Il piacere del caffè, a 400 Km dalla Terra. L’astronauta Tim Peake dell’ESA (European Space Agency) mostra come è possibile concedersi un rigenerante break a base di caffeina sulla Stazione Spaziale Internazionale. Le modalità di preparazione non sono però quelle classiche: niente moka né macchina per l’espresso. Il risultato è ben differente dalla tradizionale tazzina.
La miscela è conservata all’interno di una busta sottovuoto, da inserire in un dispositivo che funge da bollitore, il cui compito è quello di iniettare dell’acqua a temperatura elevata all’interno del contenitore. Questa, mischiata al preparato, si trasforma nel prodotto finito. Un sacrilegio per i puristi, ma il “meglio” deve ancora arrivare: nello spazio il caffè si beve con la cannuccia. Impossibile fare altrimenti, a causa della microgravità che caratterizza l’ambiente. Una possibile soluzione di cui si è già parlato su queste pagine è stata progettata dalla Portland State University, ma al momento non sembra ancora essere stata adottata dall’equipaggio.
Una precisazione: non si tratta della ISSpresso progettata da Lavazza in collaborazione con l’azienda torinese Argotec, anche se le modalità di preparazione sono simili e sfruttano lo stesso principio.

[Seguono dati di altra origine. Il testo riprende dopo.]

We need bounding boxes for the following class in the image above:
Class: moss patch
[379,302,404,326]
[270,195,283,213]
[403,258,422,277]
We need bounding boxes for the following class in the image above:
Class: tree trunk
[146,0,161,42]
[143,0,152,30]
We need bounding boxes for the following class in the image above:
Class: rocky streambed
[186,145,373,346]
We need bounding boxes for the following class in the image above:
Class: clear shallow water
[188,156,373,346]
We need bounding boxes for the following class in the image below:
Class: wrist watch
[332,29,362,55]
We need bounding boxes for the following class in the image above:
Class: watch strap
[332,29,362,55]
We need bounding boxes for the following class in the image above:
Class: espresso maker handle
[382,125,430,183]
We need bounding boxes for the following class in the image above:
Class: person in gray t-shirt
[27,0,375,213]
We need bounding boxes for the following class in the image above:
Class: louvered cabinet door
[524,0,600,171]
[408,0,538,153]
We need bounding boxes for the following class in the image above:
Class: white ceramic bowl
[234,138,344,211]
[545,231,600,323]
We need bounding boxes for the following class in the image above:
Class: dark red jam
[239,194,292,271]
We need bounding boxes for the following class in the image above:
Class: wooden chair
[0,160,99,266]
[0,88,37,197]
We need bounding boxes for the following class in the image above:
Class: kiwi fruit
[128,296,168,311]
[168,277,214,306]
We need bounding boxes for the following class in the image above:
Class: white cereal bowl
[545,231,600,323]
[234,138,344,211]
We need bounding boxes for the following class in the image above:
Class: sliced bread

Restando in tema di ISS, proprio ieri si è parlato del progetto che ha consentito di far crescere la prima pianta al di fuori dell’atmosfera terrestre. Un fiore di zinnia, per la precisione, sbocciato grazie alle abilità dell’astronauta Scott Kelly, che accantonati rigidi protocolli e programmi di innaffiatura ha deciso di curarlo come se si trattasse di un seme piantato nel giardino di casa propria. L’esperimento ha una finalità ben più a lungo termine: servirà a perfezionare le tecnologie e i sistemi che un giorno potrebbero assicurare all’essere umano la completa autosufficienza lontano dal nostro pianeta, un requisito fondamentale per affrontare le missioni di esplorazione dello spazio come quelle che puntano al Marte.